Beklediğimiz gibi geçmeyen tatil filmleri
Onur KIRVAŞOĞLU
Vicky Cristina Barcelona
Woody Allen filmleri, kimilerine göre birer başyapıt, kimilerine göre hoş seyirlikler ve bazıları için de kendini çok tekrar eden kopya filmler. İkili ilişkiler ve özellikle aşk konusunda söylediği söyleyeceği çok sözü olan Allen’ın filmleri, herkese keyif veren ve klişe tabirle herkesin kendi hayatındaki tecrübelerinden bir şeyler bulabileceği filmler. Hem de ilk cümlede belirttiğim bütün o ayrışmaya rağmen. Bir New York aşığı olan ve filmlerinde de bunu bolca hissettiğimiz Allen, son yıllarda belki hayatındaki tecrübelerin de etkisi ile Avrupa’yı filmlerinin eksenine koymaya başladı. Hatta bazı şehirlerin yönetimlerinden, kendi şehirlerinde film çekmesi halinde Allen’a ödenek verme teklifi bile gündemi epey meşgul etmişti. Zira Allen bir şehire duyduğu aşkı öylesine keskin perdeye aktarıyor ki, filmi izleyenler için milyonlarca dolarlık reklam kampanyasından daha etkili olabiliyor. İşte bu sürecin ilk meyvelerinden biri, 2008 yılında çektiği “Vicky Cristina Barcelona”.

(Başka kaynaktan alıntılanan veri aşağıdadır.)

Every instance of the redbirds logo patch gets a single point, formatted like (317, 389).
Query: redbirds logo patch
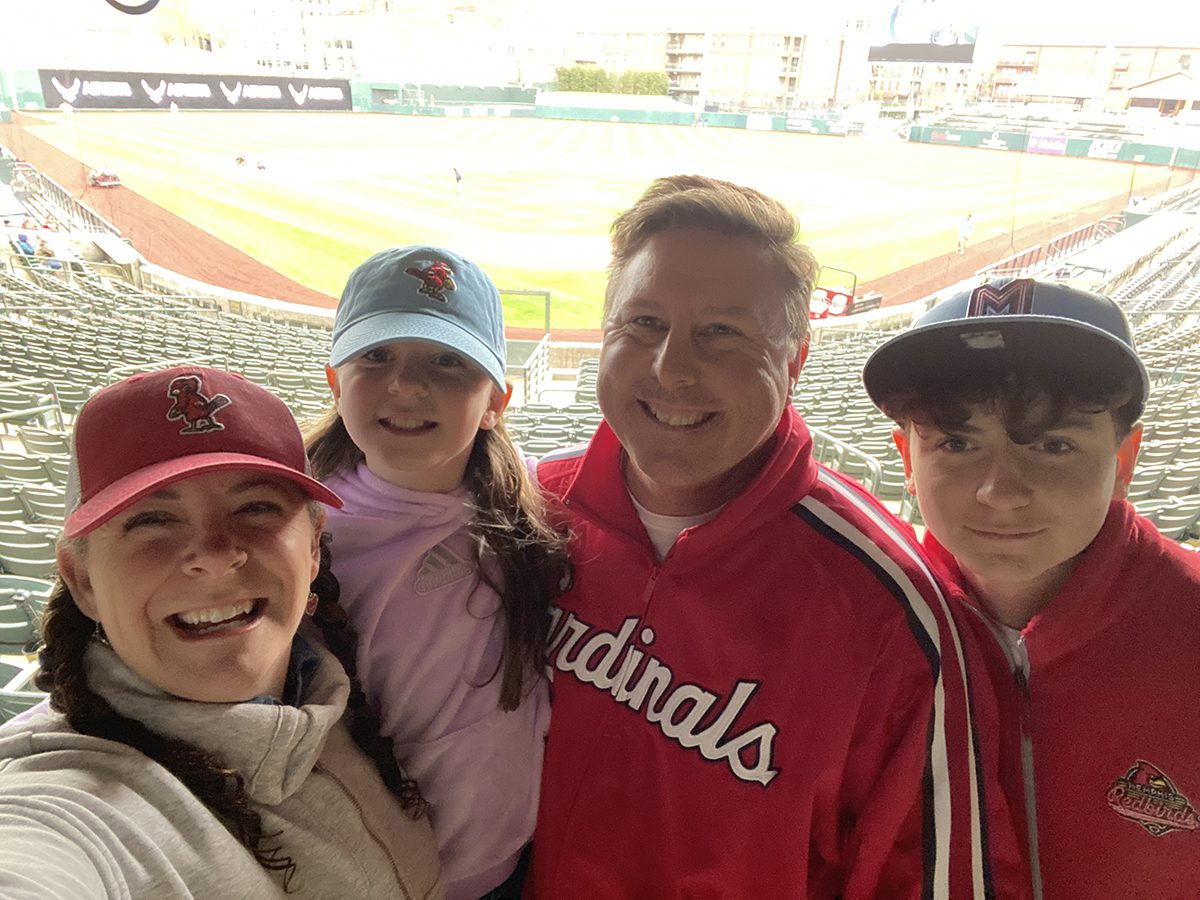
(437, 280)
(1146, 796)
(197, 411)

Vicky ve Cristina yaz tatili için bavulları toplayıp Barselona’ya gider. Son derece heyecanlı ve merak içinde olan çift daha serüvenlerinin başlangıcında karizmatik ressam Juan Antonio ile tanışırlar. Kendilerine karşı olan beğenisini ifade edip, açıkça birlikte zaman geçirmek istediğini ifade eden Antonio ekseninde hiyake; aşk, sadakat, alınan kararların sorgulanması gibi meselelerin odağında ilerler. Antonio’nun eski karısının devreye girmesi ile de bol romantizm, biraz delilik ve kahkaha dolu anlar seyirciyi yakalamayı başarır.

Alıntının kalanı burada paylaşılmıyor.